I have a big matrix as input, and I have the size of a smaller matrix. I have to compute the sum of all possible smaller matrices which can be formed out of the bigger matrix.

Example. Input matrix size: 4 × 4

Matrix:

1 2 3 4
5 6 7 8
9 9 0 0
0 0 9 9

Input smaller matrix size: 3 × 3 (not necessarily a square)

Smaller matrices possible:

1 2 3
5 6 7
9 9 0

5 6 7
9 9 0
0 0 9

2 3 4
6 7 8
9 0 0

6 7 8
9 0 0
0 9 9

Their sum, final output

14 18 22
29 22 15
18 18 18

I did this:

int** matrix_sum(int **M, int n, int r, int c)
{
    int **res = new int*[r];
    for(int i=0 ; i<r ; i++) {
        res[i] = new int[c];
        memset(res[i], 0, sizeof(int)*c);
    }

    for(int i=0 ; i<=n-r ; i++)
    for(int j=0 ; j<=n-c ; j++)
    for(int k=i ; k<i+r ; k++)
    for(int l=j ; l<j+c ; l++)
    res[k-i][l-j] += M[k][l];

    return res;
}

I guess this is too slow, can anyone please suggest a faster way?

Answer 1

Your current algorithm is O((m - p) * (n - q) * p * q). The worst case is when p = m / 2 and q = n / 2.

The algorithm I'm going to describe will be O(m * n + p * q), which will be O(m * n) regardless of p and q.

The algorithm consists of 2 steps.

Let the input matrix A's size be m x n and the size of the window matrix being p x q.

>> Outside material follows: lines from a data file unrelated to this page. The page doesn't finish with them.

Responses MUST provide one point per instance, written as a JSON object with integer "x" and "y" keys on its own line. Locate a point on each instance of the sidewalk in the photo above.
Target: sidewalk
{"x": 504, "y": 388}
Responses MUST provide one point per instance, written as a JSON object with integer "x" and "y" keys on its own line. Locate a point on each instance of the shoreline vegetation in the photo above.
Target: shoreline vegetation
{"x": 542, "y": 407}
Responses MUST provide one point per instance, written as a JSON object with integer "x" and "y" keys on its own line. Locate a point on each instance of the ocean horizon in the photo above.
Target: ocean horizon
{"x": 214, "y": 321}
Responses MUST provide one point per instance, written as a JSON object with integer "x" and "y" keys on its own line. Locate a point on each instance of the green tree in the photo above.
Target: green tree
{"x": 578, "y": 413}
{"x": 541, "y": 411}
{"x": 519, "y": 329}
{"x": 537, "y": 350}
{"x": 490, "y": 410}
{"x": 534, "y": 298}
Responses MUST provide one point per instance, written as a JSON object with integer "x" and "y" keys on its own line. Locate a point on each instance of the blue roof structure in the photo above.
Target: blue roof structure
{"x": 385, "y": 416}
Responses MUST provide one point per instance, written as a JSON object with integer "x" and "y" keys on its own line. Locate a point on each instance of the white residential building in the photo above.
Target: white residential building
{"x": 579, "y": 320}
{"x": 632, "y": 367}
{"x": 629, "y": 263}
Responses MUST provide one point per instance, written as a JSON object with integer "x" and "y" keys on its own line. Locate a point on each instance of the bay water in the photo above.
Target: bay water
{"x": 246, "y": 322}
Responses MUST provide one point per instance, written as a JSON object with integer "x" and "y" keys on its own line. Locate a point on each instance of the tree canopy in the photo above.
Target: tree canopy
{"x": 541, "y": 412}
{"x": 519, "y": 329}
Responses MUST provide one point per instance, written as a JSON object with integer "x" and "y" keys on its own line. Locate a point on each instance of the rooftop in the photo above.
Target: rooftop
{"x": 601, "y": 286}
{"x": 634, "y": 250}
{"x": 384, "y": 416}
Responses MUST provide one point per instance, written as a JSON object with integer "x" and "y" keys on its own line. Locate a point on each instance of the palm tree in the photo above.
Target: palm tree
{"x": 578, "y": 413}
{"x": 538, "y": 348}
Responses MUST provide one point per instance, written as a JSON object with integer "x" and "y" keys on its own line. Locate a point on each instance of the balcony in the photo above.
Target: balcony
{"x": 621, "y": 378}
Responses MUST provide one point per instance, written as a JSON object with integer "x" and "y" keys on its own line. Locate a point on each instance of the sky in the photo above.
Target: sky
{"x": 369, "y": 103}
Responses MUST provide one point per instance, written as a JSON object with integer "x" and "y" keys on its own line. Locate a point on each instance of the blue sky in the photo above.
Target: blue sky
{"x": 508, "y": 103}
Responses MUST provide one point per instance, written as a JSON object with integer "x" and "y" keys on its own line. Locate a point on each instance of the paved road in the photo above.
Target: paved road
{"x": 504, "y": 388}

First, you will create a precomputed matrix B of the same size as the input matrix. Each element of the precomputed matrix B contains the sum of all the elements in the sub-matrix, whose top-left element is at coordinate (1, 1) of the original matrix, and the bottom-right element is at the same coordinate as the element that we are computing.

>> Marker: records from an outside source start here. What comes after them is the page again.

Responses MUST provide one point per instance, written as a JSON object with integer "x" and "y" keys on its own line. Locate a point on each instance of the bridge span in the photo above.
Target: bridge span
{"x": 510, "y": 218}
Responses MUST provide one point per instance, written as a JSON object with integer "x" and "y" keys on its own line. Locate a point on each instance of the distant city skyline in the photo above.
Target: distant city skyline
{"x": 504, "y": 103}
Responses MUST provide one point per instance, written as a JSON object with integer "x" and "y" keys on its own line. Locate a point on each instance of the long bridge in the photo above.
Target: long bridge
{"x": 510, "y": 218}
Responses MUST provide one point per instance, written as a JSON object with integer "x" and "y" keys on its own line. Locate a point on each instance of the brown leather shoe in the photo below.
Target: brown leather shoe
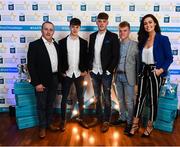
{"x": 93, "y": 123}
{"x": 42, "y": 132}
{"x": 82, "y": 123}
{"x": 53, "y": 128}
{"x": 105, "y": 127}
{"x": 63, "y": 125}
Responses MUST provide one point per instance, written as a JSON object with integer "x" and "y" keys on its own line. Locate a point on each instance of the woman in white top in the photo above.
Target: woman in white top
{"x": 156, "y": 57}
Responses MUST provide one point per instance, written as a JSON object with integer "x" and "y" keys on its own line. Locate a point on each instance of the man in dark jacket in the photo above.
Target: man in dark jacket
{"x": 43, "y": 68}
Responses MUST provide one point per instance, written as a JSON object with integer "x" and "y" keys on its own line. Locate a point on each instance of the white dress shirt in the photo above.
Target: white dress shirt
{"x": 97, "y": 67}
{"x": 73, "y": 49}
{"x": 52, "y": 54}
{"x": 147, "y": 55}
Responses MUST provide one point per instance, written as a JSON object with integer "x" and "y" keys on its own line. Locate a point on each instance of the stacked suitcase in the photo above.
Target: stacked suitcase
{"x": 167, "y": 108}
{"x": 26, "y": 112}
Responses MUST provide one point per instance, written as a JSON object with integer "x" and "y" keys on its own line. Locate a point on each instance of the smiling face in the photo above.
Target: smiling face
{"x": 48, "y": 31}
{"x": 102, "y": 24}
{"x": 149, "y": 25}
{"x": 74, "y": 29}
{"x": 124, "y": 32}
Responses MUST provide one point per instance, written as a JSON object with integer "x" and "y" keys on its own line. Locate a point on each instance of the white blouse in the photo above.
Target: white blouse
{"x": 147, "y": 55}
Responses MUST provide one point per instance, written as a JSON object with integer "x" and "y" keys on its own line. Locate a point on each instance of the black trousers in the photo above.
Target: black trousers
{"x": 149, "y": 85}
{"x": 66, "y": 85}
{"x": 45, "y": 102}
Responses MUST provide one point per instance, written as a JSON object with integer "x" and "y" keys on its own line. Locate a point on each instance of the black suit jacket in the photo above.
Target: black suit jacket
{"x": 64, "y": 55}
{"x": 109, "y": 51}
{"x": 38, "y": 63}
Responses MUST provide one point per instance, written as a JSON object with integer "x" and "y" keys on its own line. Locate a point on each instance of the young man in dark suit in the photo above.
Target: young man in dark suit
{"x": 74, "y": 67}
{"x": 103, "y": 59}
{"x": 43, "y": 68}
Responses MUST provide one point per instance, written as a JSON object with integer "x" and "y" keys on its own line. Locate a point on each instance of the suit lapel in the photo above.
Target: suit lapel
{"x": 105, "y": 39}
{"x": 155, "y": 44}
{"x": 45, "y": 51}
{"x": 129, "y": 48}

B[i, j] = Sum[k = 1..i, l = 1..j]( A[k, l] ) for all 1 <= i <= m, 1 <= j <= n

This can be done in O(m * n), by using this relation to compute each element in O(1):

B[i, j] = B[i - 1, j] + Sum[k = 1..j-1]( A[i, k] ) + A[j] for all 2 <= i <= m, 1 <= j <= n

B[i - 1, j], which is everything of the sub-matrix we are computing except the current row, has been computed previously. You keep a prefix sum of the current row, so that you can use it to quickly compute the sum of the current row.

This is another way to compute B[i, j] in O(1), using the property of the 2D prefix sum:

B[i, j] = B[i - 1, j] + B[i, j - 1] - B[i - 1, j - 1] + A[j] for all 1 <= i <= m, 1 <= j <= n and invalid entry = 0

Then, the second step is to compute the result matrix S whose size is p x q. If you make some observation, S[i, j] is the sum of all elements in the matrix size (m - p + 1) * (n - q + 1), whose top-left coordinate is (i, j) and bottom-right is (i + m - p + 1, j + n - q + 1).

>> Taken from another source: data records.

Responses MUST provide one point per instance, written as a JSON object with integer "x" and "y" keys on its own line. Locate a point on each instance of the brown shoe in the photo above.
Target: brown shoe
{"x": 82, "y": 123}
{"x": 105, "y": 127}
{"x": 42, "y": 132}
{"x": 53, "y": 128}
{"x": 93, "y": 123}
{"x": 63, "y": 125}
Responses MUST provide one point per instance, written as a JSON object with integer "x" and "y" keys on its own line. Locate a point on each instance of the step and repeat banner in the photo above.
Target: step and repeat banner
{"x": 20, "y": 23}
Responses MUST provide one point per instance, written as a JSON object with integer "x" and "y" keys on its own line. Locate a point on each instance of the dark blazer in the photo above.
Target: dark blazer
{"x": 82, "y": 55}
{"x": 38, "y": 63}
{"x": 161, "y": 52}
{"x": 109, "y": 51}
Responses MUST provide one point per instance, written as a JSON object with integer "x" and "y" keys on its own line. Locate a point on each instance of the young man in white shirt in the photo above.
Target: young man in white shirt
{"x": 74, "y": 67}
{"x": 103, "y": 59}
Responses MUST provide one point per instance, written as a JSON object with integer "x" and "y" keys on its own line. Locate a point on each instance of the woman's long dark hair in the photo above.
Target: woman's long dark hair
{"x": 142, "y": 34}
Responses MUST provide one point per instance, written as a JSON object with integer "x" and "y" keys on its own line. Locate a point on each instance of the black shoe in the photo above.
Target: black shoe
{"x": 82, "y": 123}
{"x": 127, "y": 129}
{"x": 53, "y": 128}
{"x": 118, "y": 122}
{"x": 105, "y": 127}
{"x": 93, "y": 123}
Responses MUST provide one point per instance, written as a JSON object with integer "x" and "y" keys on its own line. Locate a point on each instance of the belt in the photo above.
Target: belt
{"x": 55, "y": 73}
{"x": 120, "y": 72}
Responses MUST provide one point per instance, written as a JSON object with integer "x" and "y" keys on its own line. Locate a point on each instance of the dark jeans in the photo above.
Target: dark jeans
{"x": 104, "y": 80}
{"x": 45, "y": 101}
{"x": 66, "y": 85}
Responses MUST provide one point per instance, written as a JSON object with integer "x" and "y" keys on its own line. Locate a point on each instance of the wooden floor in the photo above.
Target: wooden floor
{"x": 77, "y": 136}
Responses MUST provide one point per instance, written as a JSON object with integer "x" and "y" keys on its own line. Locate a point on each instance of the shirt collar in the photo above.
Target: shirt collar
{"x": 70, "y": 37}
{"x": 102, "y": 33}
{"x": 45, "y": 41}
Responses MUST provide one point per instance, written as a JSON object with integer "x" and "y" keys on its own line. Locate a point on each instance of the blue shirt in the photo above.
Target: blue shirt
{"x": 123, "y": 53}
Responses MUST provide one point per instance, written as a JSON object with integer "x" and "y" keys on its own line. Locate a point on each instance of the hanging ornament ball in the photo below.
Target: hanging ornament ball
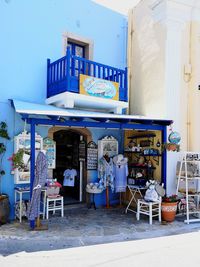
{"x": 174, "y": 138}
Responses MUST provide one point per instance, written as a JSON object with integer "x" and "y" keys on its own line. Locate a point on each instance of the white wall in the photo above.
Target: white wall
{"x": 166, "y": 41}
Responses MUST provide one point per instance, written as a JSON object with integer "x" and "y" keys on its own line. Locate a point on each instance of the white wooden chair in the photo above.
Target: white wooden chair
{"x": 54, "y": 203}
{"x": 151, "y": 209}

Using the precomputed matrix B, you can compute the sum of any sub-matrix in O(1). Apply this to compute the result matrix S:

SubMatrixSum(top-left = (x1, y1), bottom-right = (x2, y2))
     = B[x2, y2] - B[x1 - 1, y2] - B[x2, y1 - 1] + B[x1 - 1, y1 - 1]

Therefore, the complexity of the second step will be O(p * q).

The final complexity is as mentioned above, O(m * n), since p <= m and q <= n.